第二話 アンチアンドロイドは羊を数えて眠る

「そう言うことだ」
 憎らしいほど余裕の笑みを浮かべるシュトレイマン。
「…………」
 ナムは黙った。
 自分がそこまでする義理はない。会社とは本来、個人のプライベートにまで口を挟める権限はない。差別主義が声高に否定され、個人主義と能力主義こそ正しい値打ちと啓蒙された二一世紀、滅私奉公という言葉は意味すら知らない若者のほうが多い。不必要な情報開示は労働者の既得権益の不正略取とされて訴えられるケースまである。
「答えはノーです」
 如月はなにも言わず、シュトレイマンは肩をすくめた。
「ですが」
 ナムは続けた。
「お二方の間で取り交わされたと見受けられる件を自分にも話して頂ければ、ご協力しましょう」
 如月の目が驚きに開かれる。
「なにを言い出す」
「無下にノーと言えるほど、俺は白状じゃありませんよ」
 ナムは歩いて自分のデスクにつくと、一番最後の引き出しから”ホワイトマウンテン”のブレンドコーヒーを取りだし、デスクの上に置いた。
「飲みますか?」
「良い部下を持っているようだ」
 つまらなそうに、シュトレイマンが口を開く。
 まさかこの件で脅迫に屈するとは思っていなかったのだろう。考えていた次の手が無駄になり、少々面白くないのかも知れない。
「どうしますか? 私は別にどちらでも構いませんが」
「どういうつもりだ」
 いつもの冷静な声でなく、焦りが読み取れる早口で如月が問いただしてくる。
「如月部長にはお世話になっていますからね。たまに恩返しのつもりです」
 オフィスに電話を入れ、お湯を持ってきてくれと依頼する。空いている人間がそのうちもって来るだろう。
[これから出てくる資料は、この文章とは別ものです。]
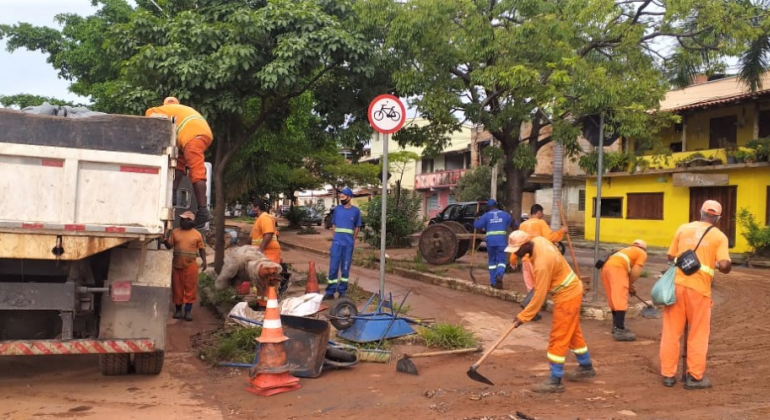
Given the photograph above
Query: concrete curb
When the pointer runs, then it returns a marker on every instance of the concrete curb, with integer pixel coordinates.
(586, 312)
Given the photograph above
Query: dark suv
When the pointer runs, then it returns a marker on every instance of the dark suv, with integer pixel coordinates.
(463, 213)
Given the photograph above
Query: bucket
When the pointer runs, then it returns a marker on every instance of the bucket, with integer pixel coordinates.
(306, 347)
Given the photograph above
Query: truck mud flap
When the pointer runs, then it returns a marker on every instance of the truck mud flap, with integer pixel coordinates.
(52, 347)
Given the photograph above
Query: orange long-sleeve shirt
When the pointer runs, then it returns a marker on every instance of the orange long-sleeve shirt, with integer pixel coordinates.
(633, 256)
(713, 248)
(552, 275)
(189, 123)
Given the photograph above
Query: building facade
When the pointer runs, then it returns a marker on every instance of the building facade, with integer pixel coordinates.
(718, 119)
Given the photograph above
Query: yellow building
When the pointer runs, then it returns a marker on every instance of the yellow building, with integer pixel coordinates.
(717, 117)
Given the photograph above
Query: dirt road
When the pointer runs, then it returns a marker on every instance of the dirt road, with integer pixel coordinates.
(627, 385)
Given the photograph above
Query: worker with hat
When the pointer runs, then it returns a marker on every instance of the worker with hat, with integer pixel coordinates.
(619, 273)
(553, 275)
(188, 246)
(193, 137)
(693, 296)
(495, 223)
(346, 222)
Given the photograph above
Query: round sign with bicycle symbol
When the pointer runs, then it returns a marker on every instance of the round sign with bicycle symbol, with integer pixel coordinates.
(387, 114)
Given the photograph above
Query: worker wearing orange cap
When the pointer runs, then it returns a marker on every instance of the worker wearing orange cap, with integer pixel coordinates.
(188, 245)
(193, 137)
(553, 275)
(693, 297)
(535, 226)
(619, 274)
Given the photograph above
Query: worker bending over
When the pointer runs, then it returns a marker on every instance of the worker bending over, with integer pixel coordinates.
(619, 273)
(693, 297)
(496, 223)
(553, 275)
(193, 137)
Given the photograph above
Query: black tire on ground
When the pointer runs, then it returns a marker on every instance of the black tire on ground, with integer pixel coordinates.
(342, 313)
(114, 364)
(148, 363)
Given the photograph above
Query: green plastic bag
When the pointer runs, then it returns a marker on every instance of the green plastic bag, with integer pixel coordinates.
(664, 292)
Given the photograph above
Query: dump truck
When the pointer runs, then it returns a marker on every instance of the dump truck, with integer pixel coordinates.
(84, 206)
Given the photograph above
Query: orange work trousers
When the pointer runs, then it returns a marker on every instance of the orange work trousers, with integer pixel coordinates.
(565, 330)
(615, 281)
(694, 309)
(528, 273)
(193, 158)
(184, 284)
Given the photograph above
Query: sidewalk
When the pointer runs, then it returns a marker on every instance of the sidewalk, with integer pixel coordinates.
(456, 276)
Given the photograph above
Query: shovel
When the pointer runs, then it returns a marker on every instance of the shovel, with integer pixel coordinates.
(406, 366)
(650, 311)
(472, 371)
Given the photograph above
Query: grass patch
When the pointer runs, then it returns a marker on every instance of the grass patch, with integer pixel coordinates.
(449, 337)
(236, 345)
(225, 297)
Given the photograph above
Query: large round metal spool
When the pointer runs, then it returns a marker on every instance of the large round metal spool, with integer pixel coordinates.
(439, 244)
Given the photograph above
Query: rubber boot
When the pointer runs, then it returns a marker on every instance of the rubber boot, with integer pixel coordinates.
(623, 334)
(550, 386)
(692, 383)
(669, 381)
(581, 373)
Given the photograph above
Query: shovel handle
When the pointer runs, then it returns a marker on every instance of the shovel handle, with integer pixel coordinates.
(442, 353)
(494, 346)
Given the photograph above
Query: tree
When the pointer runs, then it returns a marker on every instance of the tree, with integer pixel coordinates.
(24, 100)
(239, 63)
(529, 71)
(398, 163)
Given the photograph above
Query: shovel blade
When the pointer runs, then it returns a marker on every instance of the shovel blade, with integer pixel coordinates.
(650, 313)
(406, 366)
(477, 376)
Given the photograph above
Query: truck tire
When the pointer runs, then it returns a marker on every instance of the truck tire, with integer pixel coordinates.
(148, 363)
(114, 364)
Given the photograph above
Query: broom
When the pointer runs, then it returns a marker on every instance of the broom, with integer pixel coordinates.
(382, 356)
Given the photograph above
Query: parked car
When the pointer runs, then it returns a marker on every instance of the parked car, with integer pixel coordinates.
(312, 216)
(463, 213)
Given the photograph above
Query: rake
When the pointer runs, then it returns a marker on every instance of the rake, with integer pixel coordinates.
(405, 364)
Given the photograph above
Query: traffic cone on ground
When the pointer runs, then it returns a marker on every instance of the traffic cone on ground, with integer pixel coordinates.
(272, 371)
(312, 280)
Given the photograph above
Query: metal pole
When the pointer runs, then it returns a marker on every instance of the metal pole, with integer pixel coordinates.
(598, 205)
(384, 216)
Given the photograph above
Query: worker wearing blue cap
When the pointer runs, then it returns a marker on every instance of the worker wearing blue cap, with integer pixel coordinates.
(496, 223)
(346, 222)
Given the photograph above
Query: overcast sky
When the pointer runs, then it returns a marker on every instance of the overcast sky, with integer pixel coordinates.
(27, 72)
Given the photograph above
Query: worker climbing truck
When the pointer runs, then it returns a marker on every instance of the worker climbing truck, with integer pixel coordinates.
(84, 203)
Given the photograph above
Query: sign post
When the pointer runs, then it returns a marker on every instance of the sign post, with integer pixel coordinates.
(386, 115)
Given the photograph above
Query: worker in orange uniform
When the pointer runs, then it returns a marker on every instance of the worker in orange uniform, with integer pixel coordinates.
(188, 246)
(535, 226)
(693, 297)
(619, 273)
(193, 137)
(553, 275)
(264, 234)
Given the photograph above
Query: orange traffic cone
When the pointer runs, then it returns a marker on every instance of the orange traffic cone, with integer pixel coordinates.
(272, 371)
(312, 280)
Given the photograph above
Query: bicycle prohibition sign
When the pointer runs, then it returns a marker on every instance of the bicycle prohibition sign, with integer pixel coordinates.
(386, 114)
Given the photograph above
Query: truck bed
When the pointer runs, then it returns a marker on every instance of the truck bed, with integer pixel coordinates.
(97, 182)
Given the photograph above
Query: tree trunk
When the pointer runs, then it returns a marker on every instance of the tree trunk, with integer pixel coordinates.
(558, 176)
(219, 208)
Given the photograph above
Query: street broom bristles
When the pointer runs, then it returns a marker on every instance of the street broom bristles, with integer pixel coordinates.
(375, 356)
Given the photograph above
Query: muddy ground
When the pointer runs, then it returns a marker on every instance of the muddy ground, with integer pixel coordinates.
(627, 385)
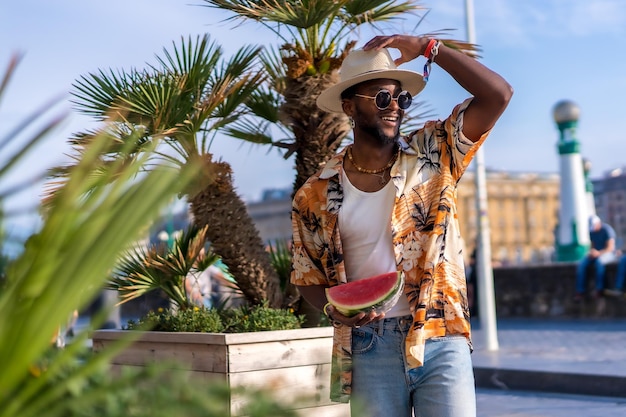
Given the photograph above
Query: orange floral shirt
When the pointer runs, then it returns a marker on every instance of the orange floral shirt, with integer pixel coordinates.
(426, 238)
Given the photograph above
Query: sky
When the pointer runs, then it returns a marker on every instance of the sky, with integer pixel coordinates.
(548, 50)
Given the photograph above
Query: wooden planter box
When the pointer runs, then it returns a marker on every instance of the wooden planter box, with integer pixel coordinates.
(292, 363)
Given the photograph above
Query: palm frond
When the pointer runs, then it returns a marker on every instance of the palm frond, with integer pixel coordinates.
(158, 267)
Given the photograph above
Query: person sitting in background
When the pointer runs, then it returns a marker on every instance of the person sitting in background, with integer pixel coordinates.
(620, 279)
(602, 251)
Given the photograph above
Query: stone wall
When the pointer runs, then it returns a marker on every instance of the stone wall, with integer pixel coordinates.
(548, 291)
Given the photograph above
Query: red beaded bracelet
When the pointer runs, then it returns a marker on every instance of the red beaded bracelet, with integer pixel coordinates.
(429, 48)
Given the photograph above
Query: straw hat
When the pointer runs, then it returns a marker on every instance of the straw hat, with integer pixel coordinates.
(360, 66)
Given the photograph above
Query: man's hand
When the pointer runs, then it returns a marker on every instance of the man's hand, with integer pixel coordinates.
(359, 320)
(410, 47)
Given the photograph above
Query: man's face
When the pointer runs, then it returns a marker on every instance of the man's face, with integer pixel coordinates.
(382, 125)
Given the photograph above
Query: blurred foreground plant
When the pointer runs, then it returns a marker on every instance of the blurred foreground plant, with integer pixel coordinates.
(61, 268)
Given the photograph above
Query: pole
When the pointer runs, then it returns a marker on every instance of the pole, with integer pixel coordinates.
(484, 271)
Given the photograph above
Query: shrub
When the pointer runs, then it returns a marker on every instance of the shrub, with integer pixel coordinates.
(212, 320)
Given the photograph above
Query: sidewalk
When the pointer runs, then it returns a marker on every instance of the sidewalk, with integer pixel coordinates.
(573, 356)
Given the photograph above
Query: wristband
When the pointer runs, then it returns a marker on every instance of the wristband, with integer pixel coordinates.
(430, 49)
(333, 322)
(324, 309)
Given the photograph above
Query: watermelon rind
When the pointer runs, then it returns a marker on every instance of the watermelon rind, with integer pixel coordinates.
(380, 306)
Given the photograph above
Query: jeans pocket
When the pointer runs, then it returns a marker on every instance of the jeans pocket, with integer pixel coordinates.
(363, 340)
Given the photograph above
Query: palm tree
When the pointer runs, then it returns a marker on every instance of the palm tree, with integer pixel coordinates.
(315, 40)
(177, 106)
(61, 268)
(315, 36)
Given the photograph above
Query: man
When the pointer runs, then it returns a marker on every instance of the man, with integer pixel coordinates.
(601, 252)
(387, 203)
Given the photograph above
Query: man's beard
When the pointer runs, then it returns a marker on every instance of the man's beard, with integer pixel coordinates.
(377, 133)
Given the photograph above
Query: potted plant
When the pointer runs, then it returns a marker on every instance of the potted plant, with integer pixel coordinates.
(61, 267)
(248, 346)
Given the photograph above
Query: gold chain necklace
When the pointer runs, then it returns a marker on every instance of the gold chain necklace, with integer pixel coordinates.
(373, 171)
(380, 173)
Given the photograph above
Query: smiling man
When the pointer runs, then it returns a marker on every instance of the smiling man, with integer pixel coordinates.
(388, 203)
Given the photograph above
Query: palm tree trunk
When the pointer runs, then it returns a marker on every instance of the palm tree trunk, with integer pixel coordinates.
(235, 238)
(318, 134)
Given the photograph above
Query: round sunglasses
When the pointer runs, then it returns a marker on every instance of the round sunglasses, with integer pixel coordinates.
(383, 99)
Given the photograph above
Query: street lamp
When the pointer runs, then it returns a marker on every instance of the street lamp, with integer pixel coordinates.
(572, 237)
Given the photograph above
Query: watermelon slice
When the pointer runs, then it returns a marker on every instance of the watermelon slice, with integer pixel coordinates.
(378, 293)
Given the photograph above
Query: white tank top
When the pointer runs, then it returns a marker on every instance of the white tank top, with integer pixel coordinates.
(365, 229)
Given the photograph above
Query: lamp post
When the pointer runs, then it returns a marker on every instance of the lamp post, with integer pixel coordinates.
(484, 271)
(572, 237)
(591, 204)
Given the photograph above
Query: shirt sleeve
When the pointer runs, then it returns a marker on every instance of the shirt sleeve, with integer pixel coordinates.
(306, 266)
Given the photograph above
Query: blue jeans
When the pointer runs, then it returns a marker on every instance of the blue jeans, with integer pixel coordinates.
(621, 274)
(384, 386)
(599, 264)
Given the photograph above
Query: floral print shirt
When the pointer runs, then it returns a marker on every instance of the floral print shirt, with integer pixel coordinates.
(425, 231)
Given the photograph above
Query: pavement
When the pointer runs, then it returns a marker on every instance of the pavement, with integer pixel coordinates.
(567, 356)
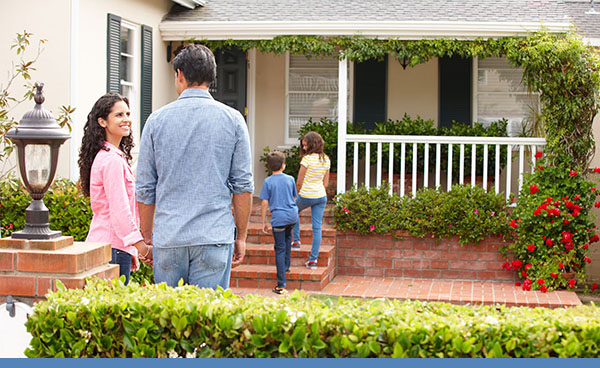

「もし缶コーヒーを持っているなら、一人分省けますが」
「頂きましょう」
 シュトレイマンの返事に、三人前の挽かれたコーヒー豆をドリップ容器に入れる。
 如月はソファに腰掛け、しばし黙考した。
 ガチャ、と扉を開けて、きゅうすを持った穂ノ原が元気な挨拶とともに入ってきた。
「お湯ですよー」
「ああ、有り難う」
 渡された陶器の中に、ちゃんとお湯が入っているか確認する。この子の場合、たまに、中身が空だったりする。なんのために頼んだのだか。
 慎重に注ぎ終えた後、三人分には少し足りなかったか、と思う。じわじわと黒い砂地に泡が立ち、下の入れ物に琥珀色の珈琲が満ちていく。